In this instance, adults over the age of 30 might do well to listen. The Pew study and a mounting body of new research is showing that the very generation accused of sharing too much information online is actually leading the pack in online privacy.
The Pew study found, for instance, that social networkers ages 18 to 29 were the most likely to change the privacy settings on their profiles to limit what they share with others online. The percentage who did so was 71 percent, compared with just 55 percent of the 50- to 64-year-old bracket. Meanwhile, about two-thirds of all social networkers who were surveyed said they've tightened security settings.
The survey also determined that:
- about half of young people in that 18-29 bracket have deleted comments that others have made on their profile, compared with just 29 percent of those ages 30 to 49 and 26 percent of 50- to 64-year-olds. The numbers were similar when it came to social networkers who removed their names from photos that were tagged to identify them.
- When asked how much they can trust social networking sites, 28 percent of the youngest adults surveyed said "never." A fifth in the 30-49 bracket said that and just 14 percent of those ages 50 to 64 agreed.
The Pew report, which was released Thursday, was compiled from telephone interviews conducted by Princeton Survey Research International between Aug. 18 and Sept. 14, 2009, among a sample of 2,253 adults. The margin of error is plus or minus 2.3 percentage points.
Mary Madden, the Pew researcher who was the study's lead author, says the findings partly reflect the fact that young people have been using social networking longer than their elders, thus making them more experienced in dealing with its intricacies.
But she says young people also are at a point in their lives where, like McManus, they're looking for work and just starting to develop a name for themselves.
Consider also that the study found that a quarter of online adults said their employers now have policies about how they portray themselves online.
"Young adults have, in many ways, been forced to become experts in their own form of social revision," Madden says.
They're also an extremely "brand conscious" generation, says Fred Stutzman, a doctoral candidate at the School of Information and Library Science at the University of North Carolina who co-founded ClaimID.com, a free online identity management service that he now uses as a research project.
"Increasingly, it's the advice that young people get from counselors and elsewhere: 'You need to have your own brand and you have to watch that brand,'" Stutzman says.
He jokes that older people don't care as much because "if you've got a pension, you can pretty much say what you want."
There might be a bit of truth to that. The older you get, the less you have to worry about applying to college and attempting to move up the career ladder.
Stefanie Juell, a 28-year-old in Westchester County, N.Y., has become increasingly aware of this.
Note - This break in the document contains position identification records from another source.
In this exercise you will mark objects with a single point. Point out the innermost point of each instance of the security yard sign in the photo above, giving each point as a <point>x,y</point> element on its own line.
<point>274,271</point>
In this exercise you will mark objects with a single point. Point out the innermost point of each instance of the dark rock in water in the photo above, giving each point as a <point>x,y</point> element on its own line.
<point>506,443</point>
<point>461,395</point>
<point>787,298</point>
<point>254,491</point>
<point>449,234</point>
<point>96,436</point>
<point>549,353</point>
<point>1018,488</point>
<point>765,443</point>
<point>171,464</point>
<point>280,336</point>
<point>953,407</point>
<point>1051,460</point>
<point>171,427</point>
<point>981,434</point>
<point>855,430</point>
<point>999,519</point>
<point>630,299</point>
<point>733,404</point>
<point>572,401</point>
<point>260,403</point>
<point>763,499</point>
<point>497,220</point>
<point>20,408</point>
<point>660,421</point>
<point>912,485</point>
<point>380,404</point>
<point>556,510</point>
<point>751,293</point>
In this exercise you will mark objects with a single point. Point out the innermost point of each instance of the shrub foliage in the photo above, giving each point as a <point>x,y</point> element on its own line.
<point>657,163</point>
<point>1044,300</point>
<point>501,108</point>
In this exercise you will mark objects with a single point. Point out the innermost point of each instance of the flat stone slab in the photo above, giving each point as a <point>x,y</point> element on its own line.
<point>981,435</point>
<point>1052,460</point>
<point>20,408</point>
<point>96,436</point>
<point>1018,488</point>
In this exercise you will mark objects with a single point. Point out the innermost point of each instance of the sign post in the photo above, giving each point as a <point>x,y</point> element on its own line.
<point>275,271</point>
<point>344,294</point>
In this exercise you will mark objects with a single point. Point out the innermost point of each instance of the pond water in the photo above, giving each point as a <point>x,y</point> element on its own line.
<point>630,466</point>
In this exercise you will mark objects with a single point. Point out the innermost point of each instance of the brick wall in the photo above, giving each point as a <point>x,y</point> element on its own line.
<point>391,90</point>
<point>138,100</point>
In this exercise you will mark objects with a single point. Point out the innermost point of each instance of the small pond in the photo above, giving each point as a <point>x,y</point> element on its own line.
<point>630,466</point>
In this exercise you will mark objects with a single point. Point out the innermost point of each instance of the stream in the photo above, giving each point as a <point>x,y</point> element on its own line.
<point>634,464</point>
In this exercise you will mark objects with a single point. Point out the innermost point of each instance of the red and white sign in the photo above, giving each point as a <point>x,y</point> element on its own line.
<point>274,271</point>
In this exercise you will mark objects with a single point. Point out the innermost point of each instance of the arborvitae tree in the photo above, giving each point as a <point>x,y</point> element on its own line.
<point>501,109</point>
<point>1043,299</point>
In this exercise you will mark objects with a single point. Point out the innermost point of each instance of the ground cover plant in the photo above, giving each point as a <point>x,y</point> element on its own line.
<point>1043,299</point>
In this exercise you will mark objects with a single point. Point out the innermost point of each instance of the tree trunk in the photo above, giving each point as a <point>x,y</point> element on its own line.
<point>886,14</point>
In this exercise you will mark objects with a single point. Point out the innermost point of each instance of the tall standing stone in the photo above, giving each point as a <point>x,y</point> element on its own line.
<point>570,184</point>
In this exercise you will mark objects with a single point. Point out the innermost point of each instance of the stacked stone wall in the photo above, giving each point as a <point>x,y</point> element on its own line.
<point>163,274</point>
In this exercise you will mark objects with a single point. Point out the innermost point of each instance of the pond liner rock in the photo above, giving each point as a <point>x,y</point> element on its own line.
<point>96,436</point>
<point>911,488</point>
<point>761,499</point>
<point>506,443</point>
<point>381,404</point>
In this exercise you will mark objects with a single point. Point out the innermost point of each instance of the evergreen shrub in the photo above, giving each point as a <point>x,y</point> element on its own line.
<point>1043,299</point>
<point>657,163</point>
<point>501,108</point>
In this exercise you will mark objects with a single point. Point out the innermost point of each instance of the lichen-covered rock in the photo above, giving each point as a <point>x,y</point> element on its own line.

So she recently opened an extra Facebook account after her supervisor and people she'd met through work started to friend her on her personal account.
"You don't exactly want to reject your supervisor," she says. "Nor do you want him or her to see everything that your friends write on your wall or the pictures that people tag of you."
So now, she uses that new professional Facebook account for her job in alumni relations at a small liberal arts college. In the evening, she shifts to her long-standing personal Facebook account, which has its security settings set as tightly as possible.
"It's important to separate," she says, "and to maintain a work-life balance."